Advancing the Kenan Scholars’ research journey and enhancing their research skills, on March 5, the Kenan Scholars Program held its third installment of the Research Workshop Series – Data Analytics for Business Research.
At the workshop, David Fisher, a data scientist at the Kenan Institute of Private Enterprise, explained how to establish causality in social science research and how we can leverage analytical tools to do so.
As David noted, research is driven by one important factor: causality. Proving that a relationship exists between two variables while isolating other factors is at the core of any hypothesis-driven research process. So, how does one go about proving causality and what are the implications of doing so?
So why does causality matter? Well, at the surface level, any two things can seem correlated. For example, people who go to the hospital tend to be less healthy than those who do not. Does that mean that hospitals make people sick? Most likely no, but without proving causality and accounting for other variables, at first glance, that relationship may seem true.
Now, let’s take a look at one major threat to proving causation in research, endogeneity. Common sources of endogeneity include selection bias, omitted variables, and simultaneity. Mr.
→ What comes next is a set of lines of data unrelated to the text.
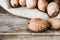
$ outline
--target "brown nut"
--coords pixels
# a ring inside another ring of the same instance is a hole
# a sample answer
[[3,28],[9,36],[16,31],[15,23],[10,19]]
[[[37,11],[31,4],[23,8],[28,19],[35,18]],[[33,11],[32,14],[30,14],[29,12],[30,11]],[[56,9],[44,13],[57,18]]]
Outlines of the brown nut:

Fisher gave the example where trying to prove whether a certain after-school program helps kids succeed academically, but where selection bias might unintentionally pick the best-performing kids to participate in the program. In this case, the data would be skewed to seem to show that the program helps kids perform better in the classroom. This is just one example of endogeneity and why it is important to account for it when constructing a research study.
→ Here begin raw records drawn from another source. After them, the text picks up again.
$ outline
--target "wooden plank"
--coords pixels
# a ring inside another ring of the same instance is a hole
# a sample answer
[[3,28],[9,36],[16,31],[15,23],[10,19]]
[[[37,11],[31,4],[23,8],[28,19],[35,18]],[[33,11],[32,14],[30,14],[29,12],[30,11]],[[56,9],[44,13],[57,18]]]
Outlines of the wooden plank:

How can we avoid endogeneity? One of the most effective ways is by incorporating randomization into your research process. By selecting kids completely at random for the study, you can mitigate other variables and endogeneity to establish likely causality in your results. The randomized control trial (RCT) design is key to making research verifiable; however, RCT studies are not always possible due to issues such as ethics.
Nonetheless, Mr. Fisher discussed some specific ways we can infer causality in the absence of randomization. Firstly, causality can be established through Regression Discontinuity Design, or RDD. He explained that RDD looks at differences in outcome near arbitrary cutoff points, reducing the influence of selection bias. RDD potentially can get around huge sample selection problems, provided you can convincingly argue that, around a narrow window, treated vs. untreated are practically the same.
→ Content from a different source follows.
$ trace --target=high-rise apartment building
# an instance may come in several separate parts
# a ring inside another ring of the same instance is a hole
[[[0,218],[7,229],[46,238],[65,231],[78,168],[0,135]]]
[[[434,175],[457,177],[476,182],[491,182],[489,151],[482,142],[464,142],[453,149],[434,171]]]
Another method Mr. Fisher discussed to infer causality in the absence of a true experimental design is Difference in Differences, or DiD. This method is based around the notion that treatment effect can be estimated by examining changes over time between a treatment group and a control group regardless of treated/untreated starting averages.
Wrapping up this session, Mr. Fisher described some ways to make our own research design stronger. Important questions to ask are, is your outcome supported by prior research and do you have a good theoretical reason to expect the results you are seeing? A second strategy to make your research stronger is to alter your perspective and analyze your methods as if they were completely independent from your work.
The workshop on causality and data analysis provided critical guidance for developing research and avoiding possible faults when trying to establish causal relationships. There is much to think about.